The Western Australian government estimated in their budget for 2014-2015 that they would gain a certain amount of tax revenue based upon a price for iron ore of $122.70, but today it stands at $80, which is 34% below that. The State Governor, Colin Barnett, has had to answer questions about how they got their forecasts so wrong. This is because the 2014-15 budget contained a forecast surplus of only $75m but for each $1 the iron ore price is less than the estimate – revenues fall by $49m (which means their revenues are going to fall by $1.7bn this year). The resulting deficit has to be explained, and Mr Barnett has done his explaining, and it is rather useful.

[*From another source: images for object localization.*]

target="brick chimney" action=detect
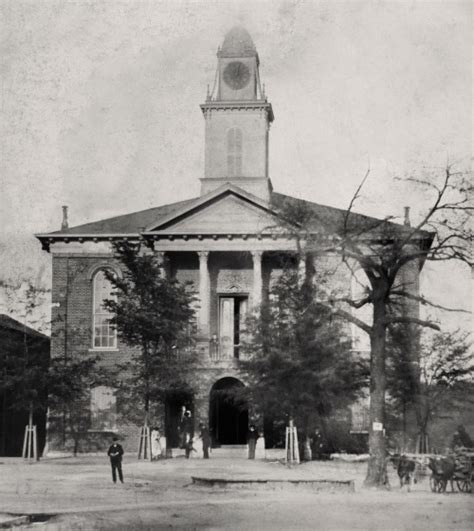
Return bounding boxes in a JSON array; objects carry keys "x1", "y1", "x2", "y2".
[
  {"x1": 404, "y1": 206, "x2": 411, "y2": 227},
  {"x1": 61, "y1": 205, "x2": 69, "y2": 230}
]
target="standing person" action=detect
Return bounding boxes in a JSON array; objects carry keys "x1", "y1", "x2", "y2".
[
  {"x1": 178, "y1": 406, "x2": 186, "y2": 448},
  {"x1": 107, "y1": 437, "x2": 124, "y2": 484},
  {"x1": 200, "y1": 423, "x2": 211, "y2": 459},
  {"x1": 151, "y1": 426, "x2": 162, "y2": 460},
  {"x1": 312, "y1": 428, "x2": 325, "y2": 460},
  {"x1": 181, "y1": 410, "x2": 194, "y2": 448},
  {"x1": 247, "y1": 424, "x2": 259, "y2": 460},
  {"x1": 184, "y1": 437, "x2": 196, "y2": 459}
]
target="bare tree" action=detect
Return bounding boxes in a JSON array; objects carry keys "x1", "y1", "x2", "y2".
[
  {"x1": 275, "y1": 164, "x2": 471, "y2": 487},
  {"x1": 327, "y1": 164, "x2": 471, "y2": 486}
]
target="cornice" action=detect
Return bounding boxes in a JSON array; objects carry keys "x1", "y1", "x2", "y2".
[{"x1": 200, "y1": 100, "x2": 274, "y2": 122}]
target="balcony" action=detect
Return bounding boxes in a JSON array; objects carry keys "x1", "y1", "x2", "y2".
[{"x1": 209, "y1": 335, "x2": 242, "y2": 362}]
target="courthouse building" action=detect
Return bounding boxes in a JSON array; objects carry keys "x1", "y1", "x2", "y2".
[{"x1": 37, "y1": 27, "x2": 427, "y2": 454}]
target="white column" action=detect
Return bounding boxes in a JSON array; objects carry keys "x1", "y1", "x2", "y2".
[
  {"x1": 198, "y1": 251, "x2": 210, "y2": 333},
  {"x1": 251, "y1": 251, "x2": 263, "y2": 309},
  {"x1": 298, "y1": 253, "x2": 306, "y2": 286},
  {"x1": 156, "y1": 251, "x2": 166, "y2": 278}
]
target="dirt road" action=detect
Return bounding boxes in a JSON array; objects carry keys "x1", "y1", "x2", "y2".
[{"x1": 0, "y1": 456, "x2": 472, "y2": 530}]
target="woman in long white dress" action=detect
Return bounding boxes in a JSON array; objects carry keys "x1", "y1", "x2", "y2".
[{"x1": 151, "y1": 427, "x2": 162, "y2": 460}]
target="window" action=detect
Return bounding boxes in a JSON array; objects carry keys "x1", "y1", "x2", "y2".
[
  {"x1": 93, "y1": 270, "x2": 117, "y2": 349},
  {"x1": 218, "y1": 295, "x2": 248, "y2": 359},
  {"x1": 90, "y1": 386, "x2": 117, "y2": 431},
  {"x1": 227, "y1": 128, "x2": 242, "y2": 177},
  {"x1": 350, "y1": 398, "x2": 370, "y2": 433}
]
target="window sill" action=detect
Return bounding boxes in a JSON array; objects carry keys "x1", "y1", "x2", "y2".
[
  {"x1": 87, "y1": 429, "x2": 118, "y2": 433},
  {"x1": 88, "y1": 348, "x2": 119, "y2": 353}
]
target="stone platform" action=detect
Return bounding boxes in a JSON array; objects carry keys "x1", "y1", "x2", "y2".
[{"x1": 191, "y1": 476, "x2": 355, "y2": 492}]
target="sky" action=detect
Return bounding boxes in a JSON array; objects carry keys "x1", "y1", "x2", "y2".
[{"x1": 0, "y1": 0, "x2": 472, "y2": 331}]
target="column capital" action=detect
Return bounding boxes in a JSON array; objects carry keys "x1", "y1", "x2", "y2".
[
  {"x1": 198, "y1": 251, "x2": 209, "y2": 261},
  {"x1": 251, "y1": 250, "x2": 263, "y2": 261}
]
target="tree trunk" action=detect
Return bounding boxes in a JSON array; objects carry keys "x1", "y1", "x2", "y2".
[
  {"x1": 73, "y1": 432, "x2": 79, "y2": 457},
  {"x1": 364, "y1": 295, "x2": 389, "y2": 488},
  {"x1": 402, "y1": 402, "x2": 407, "y2": 453}
]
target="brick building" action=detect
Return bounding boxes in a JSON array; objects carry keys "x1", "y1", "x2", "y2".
[{"x1": 37, "y1": 27, "x2": 429, "y2": 455}]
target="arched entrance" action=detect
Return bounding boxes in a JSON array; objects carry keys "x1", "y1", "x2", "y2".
[{"x1": 209, "y1": 377, "x2": 248, "y2": 445}]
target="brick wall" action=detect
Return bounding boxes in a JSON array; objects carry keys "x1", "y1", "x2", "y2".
[{"x1": 46, "y1": 247, "x2": 422, "y2": 454}]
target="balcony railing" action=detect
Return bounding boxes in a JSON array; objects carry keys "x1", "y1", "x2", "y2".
[{"x1": 209, "y1": 340, "x2": 242, "y2": 361}]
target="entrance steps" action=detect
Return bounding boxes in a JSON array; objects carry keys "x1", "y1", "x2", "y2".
[{"x1": 210, "y1": 445, "x2": 248, "y2": 458}]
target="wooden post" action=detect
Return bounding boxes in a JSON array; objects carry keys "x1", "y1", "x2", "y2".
[
  {"x1": 138, "y1": 425, "x2": 152, "y2": 460},
  {"x1": 22, "y1": 411, "x2": 38, "y2": 461},
  {"x1": 285, "y1": 419, "x2": 300, "y2": 465}
]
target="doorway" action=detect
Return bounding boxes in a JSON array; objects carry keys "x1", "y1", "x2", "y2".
[
  {"x1": 209, "y1": 377, "x2": 248, "y2": 445},
  {"x1": 164, "y1": 390, "x2": 193, "y2": 448}
]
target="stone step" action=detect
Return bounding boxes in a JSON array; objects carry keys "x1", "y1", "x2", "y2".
[{"x1": 210, "y1": 445, "x2": 248, "y2": 458}]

Put simply, the iron ore price has fallen because of decreased demand for iron ore and increased supply. China, which used to produce 60% of World steel (which contains iron ore) is longer producing as much as they re-balance their economy from manufacturing to services. The increased supply has come from two massive companies – BHP Billiton, and Rio Tinto, apparently “flooding the market” with iron ore. This is as a result of some massive investment ($120bn) that they have made over the past few years in Western Australia that they have to recoup, and because they are producing at such scale, they are able to produce at low costs – leading to their ability to sell at low prices.

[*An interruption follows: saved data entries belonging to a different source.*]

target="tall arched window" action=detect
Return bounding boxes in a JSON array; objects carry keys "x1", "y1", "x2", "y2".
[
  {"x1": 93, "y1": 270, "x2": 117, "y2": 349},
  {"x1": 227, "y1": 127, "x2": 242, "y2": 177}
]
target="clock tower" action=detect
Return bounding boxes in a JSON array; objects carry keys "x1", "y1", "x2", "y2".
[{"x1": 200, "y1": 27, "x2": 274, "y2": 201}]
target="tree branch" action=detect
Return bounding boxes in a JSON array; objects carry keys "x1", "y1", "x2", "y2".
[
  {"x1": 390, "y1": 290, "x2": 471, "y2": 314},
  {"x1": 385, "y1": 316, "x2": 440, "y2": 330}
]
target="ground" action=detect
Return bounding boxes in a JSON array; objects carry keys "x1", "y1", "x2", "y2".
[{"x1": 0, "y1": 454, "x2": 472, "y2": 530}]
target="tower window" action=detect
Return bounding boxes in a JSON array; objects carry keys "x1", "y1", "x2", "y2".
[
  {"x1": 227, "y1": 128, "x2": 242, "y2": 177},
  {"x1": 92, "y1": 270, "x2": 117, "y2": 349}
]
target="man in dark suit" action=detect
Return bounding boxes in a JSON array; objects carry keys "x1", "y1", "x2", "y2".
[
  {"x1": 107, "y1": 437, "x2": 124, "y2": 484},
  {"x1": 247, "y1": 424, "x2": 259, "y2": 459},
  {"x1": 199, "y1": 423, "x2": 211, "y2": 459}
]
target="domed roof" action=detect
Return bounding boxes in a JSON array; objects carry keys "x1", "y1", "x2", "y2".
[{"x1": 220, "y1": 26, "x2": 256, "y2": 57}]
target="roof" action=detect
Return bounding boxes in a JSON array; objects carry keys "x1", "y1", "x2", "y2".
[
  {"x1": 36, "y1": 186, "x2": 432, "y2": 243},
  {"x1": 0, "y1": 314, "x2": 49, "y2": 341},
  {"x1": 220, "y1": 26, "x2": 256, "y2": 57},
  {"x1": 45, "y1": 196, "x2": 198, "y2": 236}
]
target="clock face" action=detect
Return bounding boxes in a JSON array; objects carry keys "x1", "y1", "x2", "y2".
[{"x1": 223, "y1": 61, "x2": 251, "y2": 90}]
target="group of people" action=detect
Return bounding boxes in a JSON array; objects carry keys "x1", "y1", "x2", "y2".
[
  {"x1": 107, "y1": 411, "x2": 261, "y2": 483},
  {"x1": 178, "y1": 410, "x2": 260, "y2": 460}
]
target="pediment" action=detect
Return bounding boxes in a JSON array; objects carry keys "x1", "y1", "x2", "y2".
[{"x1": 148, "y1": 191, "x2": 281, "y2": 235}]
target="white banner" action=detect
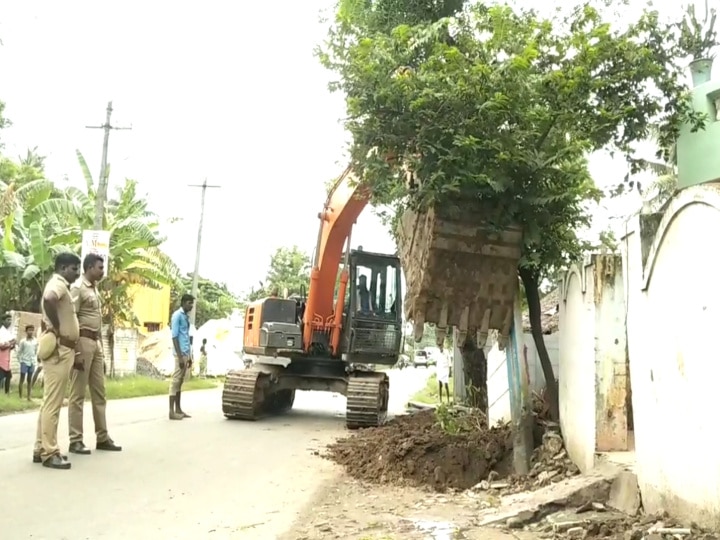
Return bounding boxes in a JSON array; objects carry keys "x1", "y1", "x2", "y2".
[{"x1": 81, "y1": 230, "x2": 111, "y2": 278}]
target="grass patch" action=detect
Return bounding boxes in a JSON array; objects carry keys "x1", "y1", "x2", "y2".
[
  {"x1": 0, "y1": 375, "x2": 218, "y2": 415},
  {"x1": 0, "y1": 390, "x2": 42, "y2": 414},
  {"x1": 104, "y1": 375, "x2": 217, "y2": 400},
  {"x1": 410, "y1": 373, "x2": 454, "y2": 405}
]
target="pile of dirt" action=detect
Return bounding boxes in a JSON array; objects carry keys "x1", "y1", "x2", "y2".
[
  {"x1": 136, "y1": 329, "x2": 172, "y2": 371},
  {"x1": 325, "y1": 408, "x2": 513, "y2": 492},
  {"x1": 135, "y1": 357, "x2": 163, "y2": 379}
]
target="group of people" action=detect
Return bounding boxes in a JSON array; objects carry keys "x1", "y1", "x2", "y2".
[
  {"x1": 27, "y1": 252, "x2": 203, "y2": 469},
  {"x1": 28, "y1": 252, "x2": 122, "y2": 470},
  {"x1": 0, "y1": 315, "x2": 40, "y2": 399}
]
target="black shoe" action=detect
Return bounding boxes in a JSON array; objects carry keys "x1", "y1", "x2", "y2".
[
  {"x1": 69, "y1": 442, "x2": 91, "y2": 455},
  {"x1": 33, "y1": 453, "x2": 68, "y2": 463},
  {"x1": 42, "y1": 454, "x2": 71, "y2": 470},
  {"x1": 96, "y1": 439, "x2": 122, "y2": 452}
]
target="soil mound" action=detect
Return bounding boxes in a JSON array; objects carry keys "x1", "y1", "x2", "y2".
[{"x1": 326, "y1": 408, "x2": 513, "y2": 492}]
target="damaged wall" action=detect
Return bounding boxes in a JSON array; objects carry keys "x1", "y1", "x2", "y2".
[
  {"x1": 558, "y1": 254, "x2": 629, "y2": 473},
  {"x1": 485, "y1": 333, "x2": 559, "y2": 425},
  {"x1": 622, "y1": 184, "x2": 720, "y2": 529}
]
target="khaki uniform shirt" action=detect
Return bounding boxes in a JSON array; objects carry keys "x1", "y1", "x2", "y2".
[
  {"x1": 42, "y1": 273, "x2": 79, "y2": 342},
  {"x1": 70, "y1": 277, "x2": 102, "y2": 332}
]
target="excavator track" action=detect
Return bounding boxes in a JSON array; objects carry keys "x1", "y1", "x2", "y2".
[
  {"x1": 222, "y1": 368, "x2": 264, "y2": 420},
  {"x1": 345, "y1": 373, "x2": 389, "y2": 430}
]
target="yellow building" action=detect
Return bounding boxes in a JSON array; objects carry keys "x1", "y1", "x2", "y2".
[{"x1": 127, "y1": 283, "x2": 171, "y2": 332}]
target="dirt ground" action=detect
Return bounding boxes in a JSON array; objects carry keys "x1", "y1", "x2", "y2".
[
  {"x1": 283, "y1": 405, "x2": 714, "y2": 540},
  {"x1": 280, "y1": 468, "x2": 715, "y2": 540},
  {"x1": 279, "y1": 472, "x2": 530, "y2": 540}
]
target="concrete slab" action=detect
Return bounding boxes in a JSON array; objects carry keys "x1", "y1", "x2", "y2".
[
  {"x1": 477, "y1": 462, "x2": 622, "y2": 527},
  {"x1": 607, "y1": 470, "x2": 641, "y2": 516}
]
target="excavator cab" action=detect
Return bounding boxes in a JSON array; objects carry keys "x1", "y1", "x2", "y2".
[{"x1": 341, "y1": 249, "x2": 403, "y2": 365}]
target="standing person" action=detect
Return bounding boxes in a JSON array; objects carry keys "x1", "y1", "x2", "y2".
[
  {"x1": 169, "y1": 294, "x2": 194, "y2": 420},
  {"x1": 67, "y1": 253, "x2": 122, "y2": 456},
  {"x1": 17, "y1": 324, "x2": 38, "y2": 400},
  {"x1": 33, "y1": 252, "x2": 81, "y2": 470},
  {"x1": 435, "y1": 349, "x2": 451, "y2": 403},
  {"x1": 0, "y1": 313, "x2": 15, "y2": 394},
  {"x1": 199, "y1": 338, "x2": 208, "y2": 377}
]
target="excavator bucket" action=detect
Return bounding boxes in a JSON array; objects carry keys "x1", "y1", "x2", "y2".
[{"x1": 396, "y1": 204, "x2": 523, "y2": 348}]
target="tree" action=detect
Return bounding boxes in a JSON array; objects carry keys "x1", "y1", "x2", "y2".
[
  {"x1": 170, "y1": 274, "x2": 243, "y2": 328},
  {"x1": 319, "y1": 0, "x2": 709, "y2": 417},
  {"x1": 0, "y1": 138, "x2": 179, "y2": 375},
  {"x1": 246, "y1": 246, "x2": 311, "y2": 301}
]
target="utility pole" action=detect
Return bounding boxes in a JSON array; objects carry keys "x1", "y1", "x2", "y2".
[
  {"x1": 188, "y1": 179, "x2": 221, "y2": 327},
  {"x1": 86, "y1": 101, "x2": 132, "y2": 230}
]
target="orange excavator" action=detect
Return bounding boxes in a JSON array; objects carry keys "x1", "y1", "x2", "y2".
[{"x1": 221, "y1": 167, "x2": 403, "y2": 428}]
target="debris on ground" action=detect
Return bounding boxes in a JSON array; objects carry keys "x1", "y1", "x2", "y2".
[
  {"x1": 325, "y1": 402, "x2": 581, "y2": 494},
  {"x1": 135, "y1": 357, "x2": 164, "y2": 379},
  {"x1": 499, "y1": 431, "x2": 581, "y2": 494},
  {"x1": 521, "y1": 508, "x2": 716, "y2": 540}
]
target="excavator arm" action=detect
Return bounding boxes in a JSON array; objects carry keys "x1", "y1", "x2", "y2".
[{"x1": 302, "y1": 167, "x2": 370, "y2": 355}]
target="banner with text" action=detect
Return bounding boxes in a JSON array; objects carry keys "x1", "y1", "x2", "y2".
[{"x1": 81, "y1": 230, "x2": 111, "y2": 278}]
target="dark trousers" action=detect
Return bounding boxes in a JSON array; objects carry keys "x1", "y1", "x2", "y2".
[{"x1": 0, "y1": 368, "x2": 11, "y2": 393}]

This is not just a bit of a nightmare for Colin Barnett, but it makes life difficult for the high cost smaller producers who make up the majority of producers in Western Australia and who are now unable to get a price that allows them to run their businesses at a profit. Barnett has lamented the effect of the low prices on the smaller producers, who he sees as part of the lifeblood of their communities.

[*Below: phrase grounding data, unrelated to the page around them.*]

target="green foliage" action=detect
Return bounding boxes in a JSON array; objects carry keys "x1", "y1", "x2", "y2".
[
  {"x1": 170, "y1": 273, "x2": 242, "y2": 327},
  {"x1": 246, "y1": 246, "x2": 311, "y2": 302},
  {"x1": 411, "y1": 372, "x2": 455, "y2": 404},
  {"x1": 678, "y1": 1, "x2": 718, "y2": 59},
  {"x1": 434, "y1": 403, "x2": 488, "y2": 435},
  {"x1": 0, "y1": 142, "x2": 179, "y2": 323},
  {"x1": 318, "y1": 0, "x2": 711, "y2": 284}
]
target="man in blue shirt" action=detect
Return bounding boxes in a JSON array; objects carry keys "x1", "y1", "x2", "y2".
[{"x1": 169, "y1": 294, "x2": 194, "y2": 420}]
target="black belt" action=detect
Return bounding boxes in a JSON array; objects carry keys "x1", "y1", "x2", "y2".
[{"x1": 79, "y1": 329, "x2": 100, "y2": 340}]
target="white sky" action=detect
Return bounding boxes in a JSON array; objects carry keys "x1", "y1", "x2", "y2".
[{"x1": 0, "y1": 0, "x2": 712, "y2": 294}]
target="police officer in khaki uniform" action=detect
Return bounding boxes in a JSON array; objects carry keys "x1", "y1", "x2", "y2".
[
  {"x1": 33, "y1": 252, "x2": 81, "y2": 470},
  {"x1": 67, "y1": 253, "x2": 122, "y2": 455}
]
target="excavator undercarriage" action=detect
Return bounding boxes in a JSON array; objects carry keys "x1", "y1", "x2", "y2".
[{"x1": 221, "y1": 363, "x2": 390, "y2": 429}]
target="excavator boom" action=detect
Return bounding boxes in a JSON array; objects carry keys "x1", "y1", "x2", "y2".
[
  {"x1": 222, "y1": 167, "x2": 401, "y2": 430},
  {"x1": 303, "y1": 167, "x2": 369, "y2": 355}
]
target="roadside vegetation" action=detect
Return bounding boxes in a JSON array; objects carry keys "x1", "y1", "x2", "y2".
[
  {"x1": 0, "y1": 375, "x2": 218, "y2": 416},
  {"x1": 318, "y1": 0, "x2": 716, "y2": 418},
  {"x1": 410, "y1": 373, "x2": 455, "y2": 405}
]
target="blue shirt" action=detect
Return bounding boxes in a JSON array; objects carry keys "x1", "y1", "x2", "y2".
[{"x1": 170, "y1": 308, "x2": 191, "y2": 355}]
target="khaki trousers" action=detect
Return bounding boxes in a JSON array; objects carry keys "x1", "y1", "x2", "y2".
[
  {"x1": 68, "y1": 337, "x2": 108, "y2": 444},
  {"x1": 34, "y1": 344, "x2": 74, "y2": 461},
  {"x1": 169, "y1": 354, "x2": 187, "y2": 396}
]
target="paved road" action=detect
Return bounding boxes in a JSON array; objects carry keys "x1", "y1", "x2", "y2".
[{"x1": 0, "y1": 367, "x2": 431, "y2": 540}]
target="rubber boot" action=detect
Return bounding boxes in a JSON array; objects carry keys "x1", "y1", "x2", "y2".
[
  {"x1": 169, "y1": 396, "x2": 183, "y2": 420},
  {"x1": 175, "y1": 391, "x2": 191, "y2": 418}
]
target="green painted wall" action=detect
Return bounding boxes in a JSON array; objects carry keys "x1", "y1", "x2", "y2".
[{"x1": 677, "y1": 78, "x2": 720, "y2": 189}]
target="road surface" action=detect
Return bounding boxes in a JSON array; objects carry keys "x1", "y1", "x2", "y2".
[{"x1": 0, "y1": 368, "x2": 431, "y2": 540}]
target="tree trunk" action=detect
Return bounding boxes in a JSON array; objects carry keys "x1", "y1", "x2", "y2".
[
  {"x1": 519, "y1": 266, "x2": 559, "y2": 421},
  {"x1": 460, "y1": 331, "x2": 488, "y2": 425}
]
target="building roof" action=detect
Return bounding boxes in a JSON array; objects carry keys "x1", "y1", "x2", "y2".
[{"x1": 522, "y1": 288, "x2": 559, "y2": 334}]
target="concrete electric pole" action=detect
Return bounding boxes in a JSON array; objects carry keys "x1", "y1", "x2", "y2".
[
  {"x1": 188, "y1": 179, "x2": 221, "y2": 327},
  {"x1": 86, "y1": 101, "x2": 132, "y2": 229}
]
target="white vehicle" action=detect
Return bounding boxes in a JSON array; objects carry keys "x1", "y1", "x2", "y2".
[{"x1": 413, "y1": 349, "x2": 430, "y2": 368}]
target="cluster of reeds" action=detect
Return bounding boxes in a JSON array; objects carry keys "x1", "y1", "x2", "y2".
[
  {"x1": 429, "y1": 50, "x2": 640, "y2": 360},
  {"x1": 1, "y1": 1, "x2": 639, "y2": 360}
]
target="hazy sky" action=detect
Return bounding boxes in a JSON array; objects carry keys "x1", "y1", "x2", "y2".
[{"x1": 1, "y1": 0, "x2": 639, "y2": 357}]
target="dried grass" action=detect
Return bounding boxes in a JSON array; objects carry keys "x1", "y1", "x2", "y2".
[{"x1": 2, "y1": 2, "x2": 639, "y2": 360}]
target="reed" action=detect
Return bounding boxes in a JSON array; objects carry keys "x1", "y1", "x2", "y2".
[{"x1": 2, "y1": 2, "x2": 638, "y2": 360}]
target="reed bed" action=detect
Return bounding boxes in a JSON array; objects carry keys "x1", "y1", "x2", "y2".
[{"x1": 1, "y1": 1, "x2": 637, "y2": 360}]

Which is why it is a bit odd to read this quote from April this year, about how the opening of BHP Billiton’s Jimblebar iron ore mine “demonstrates BHP Billiton’s ongoing confidence in the strength of WA’s iron ore industry”. You might have guessed already that the quote came from Western Australia governor Colin Barnett..who actually opened that mine – gloating over the decision to increase mining operations in Western Australia. Did Barnett not wonder whether the increased investment in mining might lead to more, you know, mining?
Capitalism works like this. BHP Billiton and Rio Tinto search for profit and in a competitive marketplace like Western Australia they have found a low cost supply, are producing a lot of it and charging lower prices. It’s hard on the higher cost suppliers, but it’s the way the market works. If you celebrate the upside of that – you have to have a better answer to the downside.